‘Patanjali’s breakthrough needs vetting’
NEW DELHI: India’s traditional systems of medicine, including ayurveda, have several proven preventive and curative drugs and therapies, but Patanjali Ayurved Ltd’s claim of a breakthrough cure for the coronavirus disease needs vetting, experts said, despite the company claiming to have conducted a randomised placebo-controlled clinical trial.
The principal investigator running the clinical trial at a Jaipur medical college confirmed the findings but said they were preliminary and the study, ongoing. He also clarified that the study was conducted on patients who were asymptomatic or had mild symptoms, between the ages of 35 and 45, and that no people with co-morbidities (considered the most vulnerable to the disease) were part of the trial.

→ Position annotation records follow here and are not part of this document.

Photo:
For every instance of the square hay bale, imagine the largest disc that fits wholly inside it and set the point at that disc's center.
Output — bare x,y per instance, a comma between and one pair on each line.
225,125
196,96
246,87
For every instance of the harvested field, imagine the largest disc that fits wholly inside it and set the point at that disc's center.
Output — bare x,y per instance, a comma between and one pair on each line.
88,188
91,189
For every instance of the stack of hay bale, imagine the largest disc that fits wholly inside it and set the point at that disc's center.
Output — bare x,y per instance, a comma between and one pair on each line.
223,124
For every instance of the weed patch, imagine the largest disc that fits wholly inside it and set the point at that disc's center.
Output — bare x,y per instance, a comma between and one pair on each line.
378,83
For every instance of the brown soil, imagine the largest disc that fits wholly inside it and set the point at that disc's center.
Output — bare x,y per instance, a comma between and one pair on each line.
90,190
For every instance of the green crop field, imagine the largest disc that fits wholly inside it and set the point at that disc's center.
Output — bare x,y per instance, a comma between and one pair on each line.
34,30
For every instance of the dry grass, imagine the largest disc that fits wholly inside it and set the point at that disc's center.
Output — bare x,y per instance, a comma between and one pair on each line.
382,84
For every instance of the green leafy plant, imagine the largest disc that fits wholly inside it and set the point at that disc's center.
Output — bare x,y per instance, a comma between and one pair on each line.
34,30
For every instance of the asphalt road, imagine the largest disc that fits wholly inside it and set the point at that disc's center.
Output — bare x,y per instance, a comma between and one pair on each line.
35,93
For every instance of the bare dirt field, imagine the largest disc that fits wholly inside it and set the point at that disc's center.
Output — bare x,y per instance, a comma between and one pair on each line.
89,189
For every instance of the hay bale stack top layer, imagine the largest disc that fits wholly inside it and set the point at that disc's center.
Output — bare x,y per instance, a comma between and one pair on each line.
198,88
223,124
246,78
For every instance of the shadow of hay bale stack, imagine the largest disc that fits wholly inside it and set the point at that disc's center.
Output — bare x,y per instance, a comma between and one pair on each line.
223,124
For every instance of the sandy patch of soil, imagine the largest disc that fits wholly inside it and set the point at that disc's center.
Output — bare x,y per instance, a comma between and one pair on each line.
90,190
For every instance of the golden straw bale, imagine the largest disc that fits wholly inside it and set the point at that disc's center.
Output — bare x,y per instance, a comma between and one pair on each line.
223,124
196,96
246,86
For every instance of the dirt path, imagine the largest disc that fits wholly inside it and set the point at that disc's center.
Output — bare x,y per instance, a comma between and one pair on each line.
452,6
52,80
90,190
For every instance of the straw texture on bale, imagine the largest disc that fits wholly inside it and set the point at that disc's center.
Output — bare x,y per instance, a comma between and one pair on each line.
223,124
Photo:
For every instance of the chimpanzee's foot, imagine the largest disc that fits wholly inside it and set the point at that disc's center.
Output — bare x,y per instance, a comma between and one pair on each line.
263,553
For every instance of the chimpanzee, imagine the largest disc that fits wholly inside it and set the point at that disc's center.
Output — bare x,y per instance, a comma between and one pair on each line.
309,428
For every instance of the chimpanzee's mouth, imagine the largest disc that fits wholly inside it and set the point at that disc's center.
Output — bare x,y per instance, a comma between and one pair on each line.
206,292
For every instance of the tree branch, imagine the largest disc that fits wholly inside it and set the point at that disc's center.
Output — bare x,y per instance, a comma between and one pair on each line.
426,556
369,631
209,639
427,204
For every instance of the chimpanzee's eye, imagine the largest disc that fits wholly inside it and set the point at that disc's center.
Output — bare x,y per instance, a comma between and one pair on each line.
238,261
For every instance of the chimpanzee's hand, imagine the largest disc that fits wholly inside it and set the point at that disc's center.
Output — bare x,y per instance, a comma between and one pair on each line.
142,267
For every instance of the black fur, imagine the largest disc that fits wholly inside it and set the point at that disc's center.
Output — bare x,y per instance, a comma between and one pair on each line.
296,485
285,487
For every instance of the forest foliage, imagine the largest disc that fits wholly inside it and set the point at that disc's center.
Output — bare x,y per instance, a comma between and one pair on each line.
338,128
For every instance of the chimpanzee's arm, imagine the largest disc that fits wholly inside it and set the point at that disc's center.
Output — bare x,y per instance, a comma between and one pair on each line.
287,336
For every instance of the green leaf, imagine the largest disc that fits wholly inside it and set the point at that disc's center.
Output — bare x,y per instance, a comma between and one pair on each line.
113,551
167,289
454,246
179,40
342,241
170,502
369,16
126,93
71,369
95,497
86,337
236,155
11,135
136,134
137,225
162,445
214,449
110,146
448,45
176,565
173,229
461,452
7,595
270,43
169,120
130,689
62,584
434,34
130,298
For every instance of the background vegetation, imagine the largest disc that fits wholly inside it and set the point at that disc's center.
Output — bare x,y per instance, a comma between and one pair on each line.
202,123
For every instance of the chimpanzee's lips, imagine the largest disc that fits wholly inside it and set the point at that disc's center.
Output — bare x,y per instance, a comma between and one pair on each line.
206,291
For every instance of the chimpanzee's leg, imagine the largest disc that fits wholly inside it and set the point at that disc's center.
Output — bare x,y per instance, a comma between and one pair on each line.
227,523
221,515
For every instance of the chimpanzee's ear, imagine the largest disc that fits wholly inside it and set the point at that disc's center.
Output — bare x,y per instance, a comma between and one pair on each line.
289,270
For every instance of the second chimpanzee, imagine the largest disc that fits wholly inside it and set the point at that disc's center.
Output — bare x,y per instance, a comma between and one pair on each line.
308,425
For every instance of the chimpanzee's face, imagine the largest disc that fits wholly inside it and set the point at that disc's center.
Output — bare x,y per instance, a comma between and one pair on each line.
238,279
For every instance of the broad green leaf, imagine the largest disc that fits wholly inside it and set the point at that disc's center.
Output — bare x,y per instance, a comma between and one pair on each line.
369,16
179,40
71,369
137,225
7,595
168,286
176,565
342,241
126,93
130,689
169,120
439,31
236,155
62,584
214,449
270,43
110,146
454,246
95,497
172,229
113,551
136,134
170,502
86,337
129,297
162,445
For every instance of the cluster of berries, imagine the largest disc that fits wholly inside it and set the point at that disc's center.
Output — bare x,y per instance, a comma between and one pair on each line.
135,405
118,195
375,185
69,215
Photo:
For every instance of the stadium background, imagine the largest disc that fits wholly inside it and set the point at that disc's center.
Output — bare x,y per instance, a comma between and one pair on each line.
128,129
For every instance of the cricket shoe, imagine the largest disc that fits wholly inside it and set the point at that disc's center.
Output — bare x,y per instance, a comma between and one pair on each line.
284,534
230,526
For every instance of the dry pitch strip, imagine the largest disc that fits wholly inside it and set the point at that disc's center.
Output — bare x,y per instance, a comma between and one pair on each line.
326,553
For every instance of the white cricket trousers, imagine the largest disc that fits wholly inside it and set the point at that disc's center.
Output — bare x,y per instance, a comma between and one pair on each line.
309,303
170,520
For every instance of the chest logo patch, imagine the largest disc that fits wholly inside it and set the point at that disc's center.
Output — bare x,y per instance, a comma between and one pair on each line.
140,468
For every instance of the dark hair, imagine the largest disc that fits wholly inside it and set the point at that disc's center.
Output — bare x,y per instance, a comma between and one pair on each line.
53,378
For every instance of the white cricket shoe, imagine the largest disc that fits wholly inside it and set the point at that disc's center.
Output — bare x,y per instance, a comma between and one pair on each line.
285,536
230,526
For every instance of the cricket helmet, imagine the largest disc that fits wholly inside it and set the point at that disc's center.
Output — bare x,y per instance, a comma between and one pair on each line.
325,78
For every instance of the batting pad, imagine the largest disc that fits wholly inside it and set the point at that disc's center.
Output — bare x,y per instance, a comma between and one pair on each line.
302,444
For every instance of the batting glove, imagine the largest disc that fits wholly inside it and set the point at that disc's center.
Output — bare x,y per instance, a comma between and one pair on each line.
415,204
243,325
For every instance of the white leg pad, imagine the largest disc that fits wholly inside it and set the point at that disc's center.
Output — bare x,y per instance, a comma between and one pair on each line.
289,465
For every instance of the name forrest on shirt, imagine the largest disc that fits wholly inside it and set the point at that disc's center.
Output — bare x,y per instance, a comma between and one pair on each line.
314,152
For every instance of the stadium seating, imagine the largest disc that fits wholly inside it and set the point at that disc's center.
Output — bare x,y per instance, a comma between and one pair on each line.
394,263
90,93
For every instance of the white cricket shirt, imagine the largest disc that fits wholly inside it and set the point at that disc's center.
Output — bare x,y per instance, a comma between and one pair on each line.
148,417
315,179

Interestingly, a spokesperson for Patanjali, SK Tijarawala said that the company never “claimed that it (the medicines) were a cure for coronavirus disease; all we said was that the medicines in our kit that Patanjali has been selling individually to boost immunity and provide relief to patients of respiratory illness has been effective in improving symptoms of Covid-19 patients”.
Patanjali submitted (preliminary) results of the clinical trial to the ministry of Ayush (Ayurveda, Yoga & Naturopathy, Unani, Siddha and Homoeopathy) only after the latter demanded ”facts of the claim and details of the stated scientific study”. That came after the company, promoted by yoga guru Baba Ramdev, went public with its discovery. He was later interviewed by several TV channels where he talked up the discovery. The scientific title of its clinical trial, according to documents submitted by the company is : Impact of Indian traditional Ayurvedic treatment regime for nCov-2 (Covid-19)
On Tuesday, the ministry also directed the company to stop advertising the product till the claim was verified.
The Ayush ministry is currently in the process of examining the documents.
“It’s a good thing that Baba Ramdev has given a new medicine to the country, but as per rules, it has to come to the Ayush ministry first. They even said that they have sent a report; we will look into it and permission will be given after seeing the report,” Ayush minister Shripad Naik told news agency ANI on Wednesday.
It wasn’t immediately clear how the company launched its product without a clearance from the ministry.
A senior official in the ministry of Ayush said, “We weren’t aware of it (the drug) until yesterday (Tuesday), and now that they have submitted the documents, our experts will be examining it before anything is said conclusively. There is a protocol for conducting clinical trials , so we will examine what kind of approvals they have, and what type of trial was conducted with the primary and secondary objective.”
According to the trial data submitted by the company, in a double blind single centre randomised study at a hospital in Jaipur, the National Institute of Medical Sciences, the drug was tested on 120 patients. The primary outcome was the virological clearance in a RT-PCR test at “baseline”, after three days, and after seven days.
The secondary outcome was reduction in Serum C reactive protein (CRP) and IL-6 levels. High CRP and IL-6 levels are an indicator of inflammation.
According to the findings of the trail, there was a 69% recovery on Day 3 in the treatment group, and 100% recovery at Day 7, which was 35% better recovery than the placebo group. The documents said that “Serum CRP levels are lesser in treatment group” and that there was a “remarkable decrease in IL-6 levels”.
According to Dr Ganpat Devpura, a professor of medicine at NIMS and the principal investigator of the trial, by design, excluded people with co-morbidities and the age of patients studied was 35-45 years . He also added that the patients were either asymptomatic or mildly symptomatic because those were the kind of patients available for the trial at the hospital.
Clinical trials usually have wider samples. Several voices have raised concerns about the trial design since Tuesday when Patanjali made the results public.
“The #PatanjaliAyurved trial enrolled 120 Covid+mildly ill patients & looked at viral clearance and decrease in IL-6 levels as endpoints. IL-6—the indicator of severe inflammation & cytokine storm—is unlikely to be elevated early in these patients. How would the drug impact it?” tweeted SP Kalantri, who identifies himself as a physician, teacher and researcher among other things.